Friday, February 04, 2005
Well, a month and a half has come and gone since I last wrote something here, and not for a lack of news and change. While Christmas started off kind of slow, emotionally, it got better as December went on. I got to spend time with family and friends, and I got some nice gifts. And while gifts were nice, I much preferred not having to push myself during the month of December.
The Steadward Centre was closed for several weeks during the holiday, which gave me some time to heal. I did get sick right around New Years, but that holiday has never meant a whole lot to me so I was okay with spending it getting better. The end result was that I took more time off from the Steadward Centre than I had originally planned.
So, when I got back to going in mid-January, I needed to start near where I began in sets, reps, and weight.

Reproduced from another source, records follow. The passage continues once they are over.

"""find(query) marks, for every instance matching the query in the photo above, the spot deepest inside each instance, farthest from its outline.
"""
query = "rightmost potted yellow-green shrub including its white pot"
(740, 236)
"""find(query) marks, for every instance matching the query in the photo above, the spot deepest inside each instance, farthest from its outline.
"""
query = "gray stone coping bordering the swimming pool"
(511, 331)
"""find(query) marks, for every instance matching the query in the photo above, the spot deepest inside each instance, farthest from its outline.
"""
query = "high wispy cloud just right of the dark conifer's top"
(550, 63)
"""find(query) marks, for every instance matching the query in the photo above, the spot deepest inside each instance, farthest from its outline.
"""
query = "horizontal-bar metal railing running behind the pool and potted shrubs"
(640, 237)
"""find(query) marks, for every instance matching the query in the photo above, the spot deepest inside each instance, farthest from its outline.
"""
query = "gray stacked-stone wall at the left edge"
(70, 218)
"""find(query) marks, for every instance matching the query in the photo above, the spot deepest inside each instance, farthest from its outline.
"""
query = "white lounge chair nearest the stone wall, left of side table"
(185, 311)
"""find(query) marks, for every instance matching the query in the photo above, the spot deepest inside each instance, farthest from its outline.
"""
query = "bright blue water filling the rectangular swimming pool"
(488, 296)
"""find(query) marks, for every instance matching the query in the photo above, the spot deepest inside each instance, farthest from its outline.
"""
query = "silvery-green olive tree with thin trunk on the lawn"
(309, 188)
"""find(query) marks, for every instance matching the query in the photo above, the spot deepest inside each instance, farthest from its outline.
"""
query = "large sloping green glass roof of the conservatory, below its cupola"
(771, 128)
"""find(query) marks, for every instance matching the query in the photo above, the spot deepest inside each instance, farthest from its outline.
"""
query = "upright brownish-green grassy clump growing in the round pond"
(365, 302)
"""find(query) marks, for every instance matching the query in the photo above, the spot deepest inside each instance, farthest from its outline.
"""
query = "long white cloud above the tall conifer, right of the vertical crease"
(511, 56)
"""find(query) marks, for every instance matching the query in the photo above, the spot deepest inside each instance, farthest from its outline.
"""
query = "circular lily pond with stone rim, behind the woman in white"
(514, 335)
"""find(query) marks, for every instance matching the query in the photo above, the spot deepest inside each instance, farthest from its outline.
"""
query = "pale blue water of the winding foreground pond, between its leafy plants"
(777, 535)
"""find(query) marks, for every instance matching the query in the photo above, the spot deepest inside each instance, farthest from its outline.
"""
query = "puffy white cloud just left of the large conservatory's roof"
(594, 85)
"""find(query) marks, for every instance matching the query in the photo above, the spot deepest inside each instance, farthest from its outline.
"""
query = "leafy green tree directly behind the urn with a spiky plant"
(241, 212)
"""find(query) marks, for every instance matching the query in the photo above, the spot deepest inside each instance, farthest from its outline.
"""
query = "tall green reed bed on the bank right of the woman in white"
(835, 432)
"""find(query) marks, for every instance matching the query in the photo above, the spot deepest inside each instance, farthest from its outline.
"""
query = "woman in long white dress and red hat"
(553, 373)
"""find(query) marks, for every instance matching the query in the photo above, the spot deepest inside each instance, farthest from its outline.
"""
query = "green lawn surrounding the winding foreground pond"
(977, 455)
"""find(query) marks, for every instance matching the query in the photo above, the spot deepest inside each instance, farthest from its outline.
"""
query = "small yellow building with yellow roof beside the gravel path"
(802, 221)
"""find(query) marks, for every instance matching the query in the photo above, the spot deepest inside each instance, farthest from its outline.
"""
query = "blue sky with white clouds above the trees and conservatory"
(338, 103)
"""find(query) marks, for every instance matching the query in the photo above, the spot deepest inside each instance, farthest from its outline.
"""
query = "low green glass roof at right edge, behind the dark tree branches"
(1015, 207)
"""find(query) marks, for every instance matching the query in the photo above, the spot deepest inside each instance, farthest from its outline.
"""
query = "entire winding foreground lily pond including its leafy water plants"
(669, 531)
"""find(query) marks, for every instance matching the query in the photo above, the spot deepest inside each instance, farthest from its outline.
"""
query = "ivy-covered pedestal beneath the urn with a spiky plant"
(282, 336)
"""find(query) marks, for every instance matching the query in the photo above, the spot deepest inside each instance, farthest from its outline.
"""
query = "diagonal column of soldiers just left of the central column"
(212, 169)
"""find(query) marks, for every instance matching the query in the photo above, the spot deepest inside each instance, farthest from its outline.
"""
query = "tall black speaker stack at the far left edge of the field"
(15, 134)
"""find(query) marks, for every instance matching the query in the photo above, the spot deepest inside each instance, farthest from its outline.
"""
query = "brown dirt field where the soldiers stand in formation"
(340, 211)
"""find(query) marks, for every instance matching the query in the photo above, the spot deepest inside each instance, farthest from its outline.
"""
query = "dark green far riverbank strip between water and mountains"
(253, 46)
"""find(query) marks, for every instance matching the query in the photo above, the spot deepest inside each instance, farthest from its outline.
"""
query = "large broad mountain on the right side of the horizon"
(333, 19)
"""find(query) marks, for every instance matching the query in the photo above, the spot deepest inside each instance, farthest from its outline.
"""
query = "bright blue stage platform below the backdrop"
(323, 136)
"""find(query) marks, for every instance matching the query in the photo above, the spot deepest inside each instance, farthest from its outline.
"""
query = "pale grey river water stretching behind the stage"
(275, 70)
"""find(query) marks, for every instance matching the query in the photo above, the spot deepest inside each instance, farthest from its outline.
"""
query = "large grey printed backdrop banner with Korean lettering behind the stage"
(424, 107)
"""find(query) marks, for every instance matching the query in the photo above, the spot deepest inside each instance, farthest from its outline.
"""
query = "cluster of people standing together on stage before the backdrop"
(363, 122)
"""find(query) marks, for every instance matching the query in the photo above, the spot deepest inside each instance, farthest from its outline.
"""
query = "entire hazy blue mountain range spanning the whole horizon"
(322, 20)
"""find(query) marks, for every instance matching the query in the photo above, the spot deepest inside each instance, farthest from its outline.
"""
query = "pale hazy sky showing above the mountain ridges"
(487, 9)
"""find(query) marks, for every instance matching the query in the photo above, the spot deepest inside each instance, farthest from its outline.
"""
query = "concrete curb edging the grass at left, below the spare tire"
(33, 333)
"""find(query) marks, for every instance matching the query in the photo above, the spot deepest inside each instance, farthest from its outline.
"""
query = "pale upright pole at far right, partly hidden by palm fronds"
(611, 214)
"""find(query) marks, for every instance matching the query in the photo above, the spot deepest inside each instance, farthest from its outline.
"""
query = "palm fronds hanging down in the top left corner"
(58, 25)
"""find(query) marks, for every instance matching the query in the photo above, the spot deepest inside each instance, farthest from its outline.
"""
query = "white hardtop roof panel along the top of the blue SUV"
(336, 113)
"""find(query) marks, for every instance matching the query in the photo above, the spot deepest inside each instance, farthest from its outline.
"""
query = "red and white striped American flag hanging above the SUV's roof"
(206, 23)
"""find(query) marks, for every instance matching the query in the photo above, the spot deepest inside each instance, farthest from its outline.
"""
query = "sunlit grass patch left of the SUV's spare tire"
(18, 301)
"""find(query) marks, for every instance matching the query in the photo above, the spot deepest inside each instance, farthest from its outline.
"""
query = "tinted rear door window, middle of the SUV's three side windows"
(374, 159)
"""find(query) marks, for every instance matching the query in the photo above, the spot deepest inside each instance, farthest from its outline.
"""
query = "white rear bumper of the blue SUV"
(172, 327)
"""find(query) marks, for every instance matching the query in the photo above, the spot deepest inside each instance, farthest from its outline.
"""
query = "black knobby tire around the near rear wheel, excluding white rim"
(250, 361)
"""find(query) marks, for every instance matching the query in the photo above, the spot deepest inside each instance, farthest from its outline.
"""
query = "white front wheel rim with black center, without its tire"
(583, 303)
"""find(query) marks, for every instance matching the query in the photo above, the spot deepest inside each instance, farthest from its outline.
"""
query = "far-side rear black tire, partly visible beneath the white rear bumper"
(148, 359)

It actually felt quite challenging and I've been trying to go three times every week. Yet, today I didn't go, and not because I feel sick physically, or anything. I just didn't "feel" like it. I was in a mood and didn't feel like faking that everything was good and that I wanted to be there.
I hate doing that.
So, I spent today brooding, or sleeping, hoping tomorrow will be better. It was a strange day. Last night I went to Johnn's place to play D&D and we had a lot of fun. Our very low-level PCs survived an encounter with a harpy, an ankheg, an ogre, and two dretches. (Not all at the same time, however.) I won't go into details as it would likely bore the few non-gamers who might be reading this.
Anyway, it was a fun night so I figured I'd be great today. And yet, I felt annoyed since the moment I woke up today. I was in a lot of physical discomfort, but nothing that I haven't gone through before. It was only when I realized it was going to be one of those bad days, mentally and emotionally, that I started to get down on myself. I won't go into details, so let's just say I had a Broken Day.
What's that, you ask? Well, it's simple really.
It is a day where you feel so messed up inside that nothing can fix it. Not medication, not a kind word, not physical activity. You don't want to be around people or do anything constructive. You spiral down into a fit of horrible melancholy that warps your sense of right and wrong. You lose your humanity, momentarily, to the endless struggle in your mind to try and convince yourself that life is getting better, and not worse. Nothing anyone says or does will help make you feel better. Crying doesn't help, other than releasing a tiny trickle of the negative emotions that fill your head and body as a never-ending torrent.
It is like that, but much worse. There isn't any way to describe one of my really, really bad Broken Days. And for all the horror and pain of it, today is not even close to my worst day. Nothing will ever be that horrible ever again. The truth is that every Broken Day is an echo of the worst day of my life. I day I created myself through immaturity, hopelessness, false love, and raw, negative emotions. The day I let fester in my mind until the actual time came.
The last day I saw and talked to her.
Every mistake with women since then has been a "haunting", repeating itself, of that day. The words were not the key, it was in inability to feel anything other than pain. I thought I was in love. The truth was that I couldn't love her because I couldn't love myself. Now, more than a decade later, I wake up with that sense of lost, an after image in my heart, mind, and soul. It tainted me, as I'm sure my subconscious had planned it to be so. This way, I have convinced myself that no woman could ever love me because I hated who I was back then.
The truth is that I now know I do love myself, even with all the pain and misery I have inflicted on myself. Yet, the hate of the person that I was still remains buried in my subconscious, torturing me. I want it to go away so badly, but I don't know how to make it stop. I can't let go, because I worry that pain is all that I have left. If I lose it then what is left for me but emptiness. That scares me more than any physical or mental anguish that I might be feeling.
So, this is why I didn't go to the Steadward Centre today. I didn't want to try and hide it all behind a fractured mask.